Correct Track Tension

Date Posted:8 March 2017 

One of the biggest causes of premature track failure is incorrect track tension.  It is also one of the most common faults we see on machines brought to us for service and repairs.  Along with track failure, over-tensioning of rubber tracks will also cause premature wear on undercarriage components such as idler wheels and travel motor seals. 

Over-tensioning is normally caused by inexperience.  Most operators are strictly told to grease the excavator once a day or once a week (depending on how many hours it is used a day).  As tracks are tensioned via a grease nipple, the common misconception is that the track cylinder also needs daily greasing.

The reason that tracks do not need daily greasing is that the grease in the track cylinder is not used for lubrication.  It is used to extend the track cylinder.  Track cylinders are connected to the idler wheel via a large spring.  This spring is designed as a safety device for the tracks.  When rocks or other debris build up in the track chain, the spring will compress to allow debris through without stretching or breaking the belts inside the track.  Over-tensioning the cylinder will compress the spring until it cannot compress anymore.  Once this happens and a rock is pulled through the track chain, the belts in the track will either stretch or eventually break.  Some operators are under the impression that the grease in the cylinder is used to compress when debris is brought through the track.  However grease, like all fluids, is incompressible.

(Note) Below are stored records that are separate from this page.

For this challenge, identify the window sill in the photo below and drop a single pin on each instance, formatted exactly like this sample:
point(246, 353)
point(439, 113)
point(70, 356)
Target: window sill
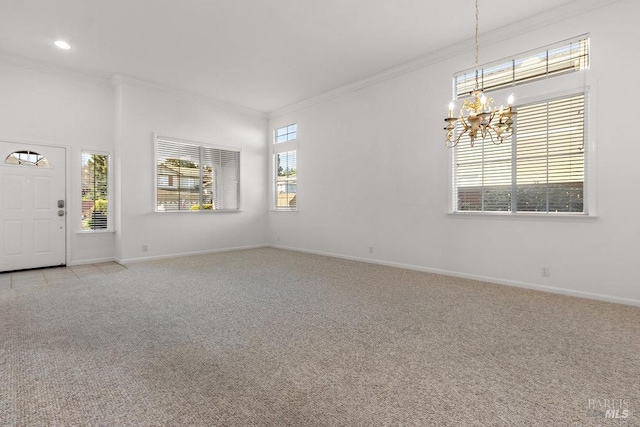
point(200, 211)
point(91, 232)
point(524, 216)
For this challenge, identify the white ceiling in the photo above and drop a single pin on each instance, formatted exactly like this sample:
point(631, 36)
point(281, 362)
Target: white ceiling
point(258, 54)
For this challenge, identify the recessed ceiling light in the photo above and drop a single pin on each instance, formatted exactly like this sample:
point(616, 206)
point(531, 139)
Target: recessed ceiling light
point(62, 44)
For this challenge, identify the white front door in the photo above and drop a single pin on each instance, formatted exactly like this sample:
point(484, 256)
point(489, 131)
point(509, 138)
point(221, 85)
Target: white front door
point(32, 206)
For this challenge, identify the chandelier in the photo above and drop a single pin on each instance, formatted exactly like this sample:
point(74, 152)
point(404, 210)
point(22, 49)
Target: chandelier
point(479, 115)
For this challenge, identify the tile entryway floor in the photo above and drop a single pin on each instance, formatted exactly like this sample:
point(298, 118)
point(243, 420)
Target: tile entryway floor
point(56, 275)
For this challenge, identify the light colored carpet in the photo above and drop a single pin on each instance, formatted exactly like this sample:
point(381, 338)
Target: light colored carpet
point(268, 337)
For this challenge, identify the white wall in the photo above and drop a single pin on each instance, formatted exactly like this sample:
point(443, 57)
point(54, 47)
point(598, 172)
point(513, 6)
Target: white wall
point(373, 172)
point(141, 111)
point(50, 109)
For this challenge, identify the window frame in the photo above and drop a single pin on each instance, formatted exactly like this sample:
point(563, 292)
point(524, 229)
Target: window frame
point(288, 145)
point(539, 91)
point(202, 148)
point(110, 209)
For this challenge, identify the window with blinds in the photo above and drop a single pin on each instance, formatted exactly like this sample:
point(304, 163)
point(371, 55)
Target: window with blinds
point(95, 191)
point(285, 168)
point(193, 177)
point(541, 169)
point(560, 58)
point(285, 182)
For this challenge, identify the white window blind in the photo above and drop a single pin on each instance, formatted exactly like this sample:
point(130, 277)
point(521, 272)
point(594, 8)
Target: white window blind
point(560, 58)
point(540, 170)
point(95, 191)
point(193, 177)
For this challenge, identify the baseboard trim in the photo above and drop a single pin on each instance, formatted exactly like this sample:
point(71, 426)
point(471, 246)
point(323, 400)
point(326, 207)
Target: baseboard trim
point(89, 261)
point(491, 280)
point(126, 261)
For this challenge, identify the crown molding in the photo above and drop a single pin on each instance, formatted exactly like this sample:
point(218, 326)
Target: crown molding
point(518, 28)
point(84, 76)
point(119, 79)
point(112, 81)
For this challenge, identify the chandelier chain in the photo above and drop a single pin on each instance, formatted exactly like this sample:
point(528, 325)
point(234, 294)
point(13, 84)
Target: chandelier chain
point(477, 38)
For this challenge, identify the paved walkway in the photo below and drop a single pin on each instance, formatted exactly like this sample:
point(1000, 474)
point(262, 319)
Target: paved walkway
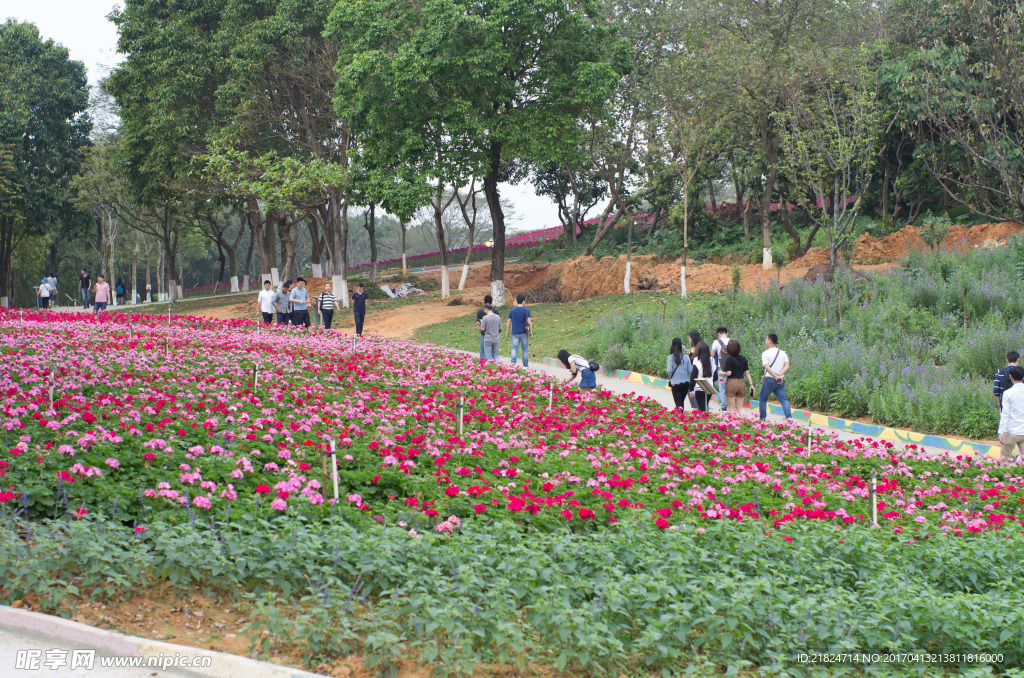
point(664, 396)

To check track tension, the machine should be lifted off the ground using the excavator arm at one end and the blade at the other.  On small machines up to around three tonne, a distance of 20-30mm sag between the centre roller and the track is acceptable.  On large machines, around 50mm is acceptable.  This tension is for rubber tracks only.  Steel tracks need a lot less tension than rubber tracks.  On an eight tonne machine it would be closer to 100mm.